4.- La parte final de ascenso al castillo se realiza por una subida en la que nos podremos ayudar con una cuerda que hay instalada o bien de las manos apoyadas en el pasadizo que forman las rocas. No reviste dificultad al subir y hay que ir con cierta precaución al bajar ya que hay piedra suelta y podemos resbalar.

5.- Para el regreso abandonaremos el SL-CV 138 en el cruce a mano izquierda, justo después de descender del castillo, por una senda menos marcada y un poco más abrupta completando la ruta de forma circular, para enlazar con la pista del camí del Síster que nos llevara al punto de inicio.

INFORMACIÓN ACERCA DEL CASTILLO

Presenta una construcción islámica que, unido a los vestigios encontrados en su emplazamiento, refuerza la tesis de la existencia aquí con anterioridad de un asentamiento fortificado ibérico ocupado posteriormente por los romanos.

Durante la época musulmana, el castillo tendría una estructura muy simple sirviendo simplemente de refugio a la población de las alquerías circundantes y su ganado.

Tras la reconquista y la rendición del Castillo de Bairén a Jaime I de Aragón en 1239, en compensación por los servicios prestados, se entregaron también los castillos de la comarca dependientes de aquél, entre ellos el de Palma (que concedió a Arnau de Romaní junto con el resto de la Ciudad de Palma).

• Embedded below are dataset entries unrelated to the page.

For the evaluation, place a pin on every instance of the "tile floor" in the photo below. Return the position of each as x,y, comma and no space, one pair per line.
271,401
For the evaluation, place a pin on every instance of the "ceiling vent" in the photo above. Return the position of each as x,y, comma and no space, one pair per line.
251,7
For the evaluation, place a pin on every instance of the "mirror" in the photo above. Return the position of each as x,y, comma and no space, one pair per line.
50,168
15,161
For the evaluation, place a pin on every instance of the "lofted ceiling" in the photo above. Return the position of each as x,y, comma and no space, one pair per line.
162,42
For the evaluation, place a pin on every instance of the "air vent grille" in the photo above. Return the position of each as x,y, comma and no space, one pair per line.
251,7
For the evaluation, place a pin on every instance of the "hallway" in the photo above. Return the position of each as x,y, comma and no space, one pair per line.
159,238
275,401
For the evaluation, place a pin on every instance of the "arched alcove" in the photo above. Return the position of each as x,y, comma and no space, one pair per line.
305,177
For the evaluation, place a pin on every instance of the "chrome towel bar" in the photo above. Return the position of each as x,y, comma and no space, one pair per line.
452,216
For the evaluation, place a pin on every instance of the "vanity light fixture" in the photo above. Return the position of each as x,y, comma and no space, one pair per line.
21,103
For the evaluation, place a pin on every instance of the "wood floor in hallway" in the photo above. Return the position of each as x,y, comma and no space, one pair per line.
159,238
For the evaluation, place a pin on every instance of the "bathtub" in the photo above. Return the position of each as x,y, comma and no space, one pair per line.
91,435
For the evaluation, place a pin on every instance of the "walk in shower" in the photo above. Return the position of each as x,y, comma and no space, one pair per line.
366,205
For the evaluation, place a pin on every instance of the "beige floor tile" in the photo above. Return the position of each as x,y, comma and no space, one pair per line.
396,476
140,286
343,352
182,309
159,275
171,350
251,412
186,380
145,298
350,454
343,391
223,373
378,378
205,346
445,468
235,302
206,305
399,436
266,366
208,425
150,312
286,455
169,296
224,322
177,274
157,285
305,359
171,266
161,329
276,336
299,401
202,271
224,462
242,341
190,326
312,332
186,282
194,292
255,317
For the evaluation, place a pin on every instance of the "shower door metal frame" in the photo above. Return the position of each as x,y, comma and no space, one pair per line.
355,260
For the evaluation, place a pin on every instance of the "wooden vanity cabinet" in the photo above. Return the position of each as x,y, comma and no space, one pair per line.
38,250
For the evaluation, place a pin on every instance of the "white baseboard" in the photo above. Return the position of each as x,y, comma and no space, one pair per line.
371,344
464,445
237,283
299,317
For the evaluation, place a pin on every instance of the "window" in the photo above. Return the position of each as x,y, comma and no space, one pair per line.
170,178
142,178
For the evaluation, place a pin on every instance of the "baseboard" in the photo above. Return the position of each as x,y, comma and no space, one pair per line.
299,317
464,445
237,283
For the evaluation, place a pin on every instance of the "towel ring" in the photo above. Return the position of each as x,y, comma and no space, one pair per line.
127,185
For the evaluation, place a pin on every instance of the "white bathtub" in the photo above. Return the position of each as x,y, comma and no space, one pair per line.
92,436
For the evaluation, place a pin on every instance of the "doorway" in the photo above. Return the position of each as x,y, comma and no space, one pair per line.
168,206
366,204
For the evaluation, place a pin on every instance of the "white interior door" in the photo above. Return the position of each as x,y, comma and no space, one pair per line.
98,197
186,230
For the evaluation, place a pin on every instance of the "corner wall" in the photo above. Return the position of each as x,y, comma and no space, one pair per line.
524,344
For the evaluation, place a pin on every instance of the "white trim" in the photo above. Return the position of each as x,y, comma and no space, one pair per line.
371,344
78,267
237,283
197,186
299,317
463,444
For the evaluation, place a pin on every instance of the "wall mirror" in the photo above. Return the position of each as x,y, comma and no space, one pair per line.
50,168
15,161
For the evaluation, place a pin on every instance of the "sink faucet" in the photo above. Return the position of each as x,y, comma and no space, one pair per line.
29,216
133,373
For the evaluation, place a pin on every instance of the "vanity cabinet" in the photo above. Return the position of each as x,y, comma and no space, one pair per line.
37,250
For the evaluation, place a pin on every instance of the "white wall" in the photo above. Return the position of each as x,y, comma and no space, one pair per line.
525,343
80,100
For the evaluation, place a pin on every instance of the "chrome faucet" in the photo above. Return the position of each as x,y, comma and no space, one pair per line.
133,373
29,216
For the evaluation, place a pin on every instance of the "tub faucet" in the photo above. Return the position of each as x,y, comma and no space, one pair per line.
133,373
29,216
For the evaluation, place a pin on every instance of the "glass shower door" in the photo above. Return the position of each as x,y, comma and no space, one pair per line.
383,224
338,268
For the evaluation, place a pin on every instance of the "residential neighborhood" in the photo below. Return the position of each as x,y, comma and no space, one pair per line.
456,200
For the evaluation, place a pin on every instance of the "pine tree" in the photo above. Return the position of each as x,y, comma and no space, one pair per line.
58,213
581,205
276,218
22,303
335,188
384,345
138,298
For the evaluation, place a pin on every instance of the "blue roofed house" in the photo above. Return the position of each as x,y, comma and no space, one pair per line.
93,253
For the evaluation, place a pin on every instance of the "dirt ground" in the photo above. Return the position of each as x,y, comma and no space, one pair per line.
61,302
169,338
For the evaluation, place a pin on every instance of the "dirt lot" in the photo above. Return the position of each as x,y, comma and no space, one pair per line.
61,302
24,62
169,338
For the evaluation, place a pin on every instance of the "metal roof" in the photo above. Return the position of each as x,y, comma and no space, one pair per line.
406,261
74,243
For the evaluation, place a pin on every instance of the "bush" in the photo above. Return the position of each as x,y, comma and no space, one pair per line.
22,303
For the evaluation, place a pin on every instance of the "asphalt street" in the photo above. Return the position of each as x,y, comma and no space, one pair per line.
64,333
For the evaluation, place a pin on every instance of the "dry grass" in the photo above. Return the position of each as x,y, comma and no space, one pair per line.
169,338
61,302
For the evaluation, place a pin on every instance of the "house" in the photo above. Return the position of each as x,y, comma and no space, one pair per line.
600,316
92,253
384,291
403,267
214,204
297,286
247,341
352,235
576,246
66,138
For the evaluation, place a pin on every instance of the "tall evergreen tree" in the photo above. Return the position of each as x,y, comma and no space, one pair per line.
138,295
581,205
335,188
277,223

Con la ocupación cristiana, se volvería a fortificar y a ampliar con dependencias más complejas.

En 1346 Jaime II de Aragón hizo donación del castillo al infante Pere con una cláusula por la que, en caso de no tener descendencia directa y masculina, la jurisdicción volvería a la corona, lo que pasó prácticamente un siglo después. De este modo pasaría a manos de Alfonso el Magnánimo. Posteriormente pasaría a los Pròixita y finalmente a los Montcada.

La fortaleza consta de dos recintos amurallados de forma rectangular. El inferior (de más de mil metros cuadrados de extensión) se construyó en tapia adaptándose a la orografía del terreno y delimitaba el albacar, no teniendo construcciones interiores. En el ángulo noroeste estaba el recinto superior, el soberano, con una superficie de casi 600 metros; más complejo y reforzado por al menos dos torres, una circular de mampostería y otra cuadrangular de tapia, que defendía el único acceso a esta parte del castillo. Entre ambas todavía se pueden ver restos de un aljibe. Durante el siglo XI su estructura era más simple de lo que ahora conocemos ya que tenía como función servir de refugio a las poblaciones de alrededor.